Une bonne partie du cerveau d’AlphaGo fonctionne grâce au Deep Learning (en bref, des algorithmes capables de modéliser des abstractions). Avant, les robots utilisaient principalement des réseaux neuronaux. Aujourd’hui, c’est le Deep Learning. Le robot analyse la situation et tente de déterminer ce que va faire l’autre. À chaque étape du jeu, il peut intégrer de nouvelles règles.
Le Deep Learning ne fait pas toujours tout cependant. Le robot réfléchit aussi grâce à un système expert, qui raisonne selon des règles connues. AlphaGo alterne entre les deux, selon les étapes du jeu.
Pour les imprévus, c’est-à-dire pour chaque coup, car chaque plateau de Go est différent, il peut aussi utiliser la méthode de Monte-Carlo. Celle-ci porte le nom d’un casino, car en l’appliquant, AlphaGo utilise des coups aléatoires dans ses simulations pour déterminer leur viabilité, pour voir si les appliquer est la bonne marche à suivre. Bien sûr, ça se combine aux “souvenirs” du robot, de ses expériences de jeu passé.

BRUNO POUCET

AlphaGo contient plusieurs technologies différentes. Des réseaux neuronaux peuvent échanger des informations et se déplacer comme de vrais neurones. C’est sans doute ça qui lui offre en partie sa puissance de calcul.

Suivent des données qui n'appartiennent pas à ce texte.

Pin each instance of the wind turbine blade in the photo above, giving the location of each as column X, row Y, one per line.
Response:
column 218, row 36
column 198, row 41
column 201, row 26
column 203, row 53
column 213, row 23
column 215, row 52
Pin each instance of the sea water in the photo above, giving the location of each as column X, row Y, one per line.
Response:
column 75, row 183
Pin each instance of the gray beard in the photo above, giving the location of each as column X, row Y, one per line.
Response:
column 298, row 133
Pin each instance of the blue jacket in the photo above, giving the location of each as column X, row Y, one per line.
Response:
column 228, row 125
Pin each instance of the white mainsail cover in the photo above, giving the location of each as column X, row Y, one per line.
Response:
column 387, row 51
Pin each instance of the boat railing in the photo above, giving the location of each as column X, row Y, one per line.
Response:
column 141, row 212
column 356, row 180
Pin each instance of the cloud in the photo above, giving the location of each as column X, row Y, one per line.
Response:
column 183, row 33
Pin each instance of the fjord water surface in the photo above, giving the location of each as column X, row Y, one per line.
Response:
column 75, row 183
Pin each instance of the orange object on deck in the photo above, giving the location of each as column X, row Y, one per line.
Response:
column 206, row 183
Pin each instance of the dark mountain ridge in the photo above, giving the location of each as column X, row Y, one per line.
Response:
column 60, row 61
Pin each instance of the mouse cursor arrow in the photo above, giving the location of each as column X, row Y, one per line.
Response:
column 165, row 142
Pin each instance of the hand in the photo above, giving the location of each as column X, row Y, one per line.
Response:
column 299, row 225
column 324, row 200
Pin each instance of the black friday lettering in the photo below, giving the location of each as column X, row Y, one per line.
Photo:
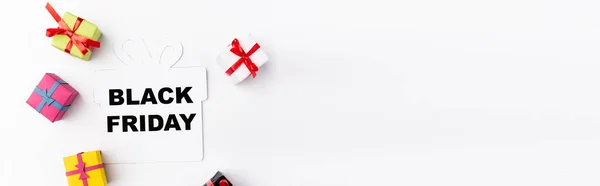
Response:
column 154, row 122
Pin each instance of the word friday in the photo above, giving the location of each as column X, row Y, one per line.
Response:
column 154, row 122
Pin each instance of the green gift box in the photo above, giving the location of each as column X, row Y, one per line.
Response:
column 79, row 31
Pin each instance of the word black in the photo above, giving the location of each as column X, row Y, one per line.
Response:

Les stratégies de Go peuvent faire penser à des stratégies militaires. Va-t-on vers des robots capables d’établir des stratégies véritables sur un champ de bataille ?

BRUNO POUCET

Les applications possibles sont multiples. Dans l’économie par exemple, utiliser des logiciels “robots” est un courant dominant. Les ordinateurs calculent les pertes éventuelles pour chaque manœuvre. Mais il y a toujours beaucoup de facteurs difficiles à prendre en compte : humains, naturels, sociaux, etc.
Ce ne sont que des machines Je ne pense pas qu’il soit souhaitable de les laisser prendre des décisions pour nous. Par contre, les laisser nous assister sous notre supervision, oui.

CLAUDE TOUZET

Les robots stratèges, je pense que ça existe déjà. Les militaires utilisent sans doute le Deep Learning, ne serait-ce que pour les assister. Mais si ce n’est pas encore fait, ça ne saurait tarder.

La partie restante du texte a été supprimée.